Proteasome/Ubiquitination
SIGMA-ALDRICH
Proteasome/Ubiquitination
Attachment of ubiquitin to proteins targets them for proteolytic degradation by a complex
cellular structure, the proteasome. Degradation of proteins by proteasomes removes
denatured, damaged or improperly translated proteins from cells and regulates the level of
proteins such as cyclins and some transcription factors. E1 and E2 enzymes prepare the
ubiquitin chains that are then attached to proteins by the E3 enzyme. The core proteasome
(20S proteasome) consists of four rings each with 14 subunits stacked on top of each other
that are responsible for the proteolytic activity of the proteasome. The PA700 regulatory
complex is stacked on the ends of the cylindrical core to form a 26S proteasome. Proteins
that are tagged with ubiquitin are recognized and bound by the regulatory subunits, then
unfolded in an ATP-dependent manner, and inserted into the core particle, where proteases
degrade the protein, releasing small peptides and releasing the ubiquitin intact. The PA28
regulatory complex is an alternative regulatory complex that appears to play a role in antigen
processing for presentation of peptides to immune cells in the major histocompatibility
complex I (MHC I) complex.
References:
Sommer, T., et al., Compartment-specific functions of the ubiquitin-proteasome pathway.

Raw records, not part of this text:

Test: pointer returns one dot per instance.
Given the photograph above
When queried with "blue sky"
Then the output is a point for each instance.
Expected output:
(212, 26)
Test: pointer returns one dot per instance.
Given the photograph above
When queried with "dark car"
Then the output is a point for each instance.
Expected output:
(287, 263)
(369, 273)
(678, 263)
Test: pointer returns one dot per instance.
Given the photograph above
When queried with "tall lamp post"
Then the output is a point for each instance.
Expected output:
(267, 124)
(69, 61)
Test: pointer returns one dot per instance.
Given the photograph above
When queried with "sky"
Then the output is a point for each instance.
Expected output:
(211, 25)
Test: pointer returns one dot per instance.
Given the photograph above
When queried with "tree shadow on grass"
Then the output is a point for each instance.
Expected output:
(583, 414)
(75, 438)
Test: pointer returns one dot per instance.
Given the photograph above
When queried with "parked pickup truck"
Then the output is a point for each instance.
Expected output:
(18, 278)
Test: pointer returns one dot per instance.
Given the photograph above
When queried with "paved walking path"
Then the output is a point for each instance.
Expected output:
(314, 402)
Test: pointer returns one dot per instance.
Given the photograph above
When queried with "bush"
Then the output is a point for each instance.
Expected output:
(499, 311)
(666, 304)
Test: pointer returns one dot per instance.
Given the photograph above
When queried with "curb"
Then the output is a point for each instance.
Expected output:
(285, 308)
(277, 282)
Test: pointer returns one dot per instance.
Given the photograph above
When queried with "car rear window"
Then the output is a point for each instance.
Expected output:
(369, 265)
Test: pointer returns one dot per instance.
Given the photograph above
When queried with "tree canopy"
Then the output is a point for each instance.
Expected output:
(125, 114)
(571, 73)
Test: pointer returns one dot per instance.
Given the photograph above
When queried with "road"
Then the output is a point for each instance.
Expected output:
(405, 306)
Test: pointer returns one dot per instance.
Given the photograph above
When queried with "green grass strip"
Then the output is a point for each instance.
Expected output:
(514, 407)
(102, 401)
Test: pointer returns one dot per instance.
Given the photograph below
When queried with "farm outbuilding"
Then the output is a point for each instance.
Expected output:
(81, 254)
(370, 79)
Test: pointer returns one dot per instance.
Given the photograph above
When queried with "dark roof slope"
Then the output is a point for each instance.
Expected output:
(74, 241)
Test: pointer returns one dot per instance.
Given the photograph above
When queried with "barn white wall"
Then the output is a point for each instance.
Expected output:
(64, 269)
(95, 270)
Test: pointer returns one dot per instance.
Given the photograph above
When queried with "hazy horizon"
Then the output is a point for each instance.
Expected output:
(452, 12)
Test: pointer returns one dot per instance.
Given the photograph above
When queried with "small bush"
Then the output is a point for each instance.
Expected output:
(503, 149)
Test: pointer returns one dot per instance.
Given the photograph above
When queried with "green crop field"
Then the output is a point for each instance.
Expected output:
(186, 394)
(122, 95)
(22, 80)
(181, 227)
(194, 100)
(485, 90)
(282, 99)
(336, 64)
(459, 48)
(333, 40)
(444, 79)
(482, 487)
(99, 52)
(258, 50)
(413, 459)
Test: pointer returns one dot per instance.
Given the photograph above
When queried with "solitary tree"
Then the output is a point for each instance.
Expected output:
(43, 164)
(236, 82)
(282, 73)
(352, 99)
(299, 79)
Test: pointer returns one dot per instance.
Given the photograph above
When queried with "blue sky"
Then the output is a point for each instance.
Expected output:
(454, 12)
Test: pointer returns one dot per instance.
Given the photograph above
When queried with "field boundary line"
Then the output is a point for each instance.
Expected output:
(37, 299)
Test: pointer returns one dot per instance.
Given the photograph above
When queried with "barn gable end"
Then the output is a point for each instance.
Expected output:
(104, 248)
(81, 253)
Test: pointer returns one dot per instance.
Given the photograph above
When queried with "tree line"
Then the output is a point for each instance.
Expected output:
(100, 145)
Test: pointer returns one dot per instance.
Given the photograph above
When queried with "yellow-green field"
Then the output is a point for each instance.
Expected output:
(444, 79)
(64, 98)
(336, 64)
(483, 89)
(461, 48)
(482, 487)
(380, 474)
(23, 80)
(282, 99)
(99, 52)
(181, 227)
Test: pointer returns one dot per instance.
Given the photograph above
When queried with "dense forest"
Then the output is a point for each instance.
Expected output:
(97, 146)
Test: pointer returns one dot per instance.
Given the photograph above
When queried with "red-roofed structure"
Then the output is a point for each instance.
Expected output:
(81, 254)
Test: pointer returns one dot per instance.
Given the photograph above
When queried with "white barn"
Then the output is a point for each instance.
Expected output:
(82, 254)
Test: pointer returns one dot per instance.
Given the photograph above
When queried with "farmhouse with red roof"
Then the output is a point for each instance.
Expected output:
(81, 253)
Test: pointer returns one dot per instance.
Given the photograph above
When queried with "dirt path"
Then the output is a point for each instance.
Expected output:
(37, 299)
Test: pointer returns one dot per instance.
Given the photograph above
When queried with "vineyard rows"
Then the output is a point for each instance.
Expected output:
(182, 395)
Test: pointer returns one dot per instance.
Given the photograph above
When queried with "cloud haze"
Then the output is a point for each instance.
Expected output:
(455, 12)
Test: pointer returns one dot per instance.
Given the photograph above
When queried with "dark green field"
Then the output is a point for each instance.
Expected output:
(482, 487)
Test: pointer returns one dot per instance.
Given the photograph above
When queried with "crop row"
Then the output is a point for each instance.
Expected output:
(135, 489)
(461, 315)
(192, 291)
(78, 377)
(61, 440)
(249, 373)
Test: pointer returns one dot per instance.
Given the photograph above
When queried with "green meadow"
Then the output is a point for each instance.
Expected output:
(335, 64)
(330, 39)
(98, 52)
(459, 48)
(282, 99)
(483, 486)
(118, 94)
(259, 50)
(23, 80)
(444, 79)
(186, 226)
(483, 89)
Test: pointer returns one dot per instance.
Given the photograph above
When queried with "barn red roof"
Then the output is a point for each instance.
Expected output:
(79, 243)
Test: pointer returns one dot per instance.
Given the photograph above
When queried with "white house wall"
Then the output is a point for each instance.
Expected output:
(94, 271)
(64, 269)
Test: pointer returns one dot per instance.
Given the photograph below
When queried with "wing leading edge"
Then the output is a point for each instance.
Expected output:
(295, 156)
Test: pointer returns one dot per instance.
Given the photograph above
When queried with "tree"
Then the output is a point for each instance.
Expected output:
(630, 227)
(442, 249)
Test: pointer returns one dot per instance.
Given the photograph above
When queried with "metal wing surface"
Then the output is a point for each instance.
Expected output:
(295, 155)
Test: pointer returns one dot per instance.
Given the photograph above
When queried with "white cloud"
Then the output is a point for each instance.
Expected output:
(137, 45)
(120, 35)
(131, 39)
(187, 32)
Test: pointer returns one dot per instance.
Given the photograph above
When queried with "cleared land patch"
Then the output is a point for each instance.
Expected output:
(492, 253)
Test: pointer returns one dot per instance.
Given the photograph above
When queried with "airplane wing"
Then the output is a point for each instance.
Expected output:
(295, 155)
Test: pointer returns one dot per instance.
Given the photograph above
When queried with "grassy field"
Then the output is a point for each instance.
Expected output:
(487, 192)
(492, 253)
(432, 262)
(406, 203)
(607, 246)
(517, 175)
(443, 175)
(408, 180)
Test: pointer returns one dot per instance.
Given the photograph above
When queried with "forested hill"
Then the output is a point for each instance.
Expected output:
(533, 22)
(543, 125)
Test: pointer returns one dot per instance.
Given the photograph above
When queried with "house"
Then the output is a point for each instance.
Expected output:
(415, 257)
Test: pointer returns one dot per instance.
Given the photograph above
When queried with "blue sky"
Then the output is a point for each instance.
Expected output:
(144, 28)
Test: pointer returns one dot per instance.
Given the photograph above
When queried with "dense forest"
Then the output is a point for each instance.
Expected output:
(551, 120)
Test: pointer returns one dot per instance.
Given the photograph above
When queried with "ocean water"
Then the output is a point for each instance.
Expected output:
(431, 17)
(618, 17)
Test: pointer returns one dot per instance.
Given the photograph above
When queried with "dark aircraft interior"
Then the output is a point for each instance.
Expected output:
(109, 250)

Rev. Physiol. Biochem. Pharmacol., 142, 97-160 (2001).
Doskeland, A.P., and Flatmark, T., Conjugation of phenylalanine hydroxylase with
polyubiquitin chains catalysed by rat liver enzymes. Biochim. Biophys. Acta, 1547, 379-386
(2001).
Hartmann-Petersen, R., et al., Quaternary structure of the ATPase complex of human 26S
proteasomes determined by chemical cross-linking. Arch Biochem. Biophys., 386, 89-94
(2001).
Brooks, P., et al., Subcellular localization of proteasomes and their regulatory complexes in
mammalian cells. Biochem. J., 346, 155-161 (2000).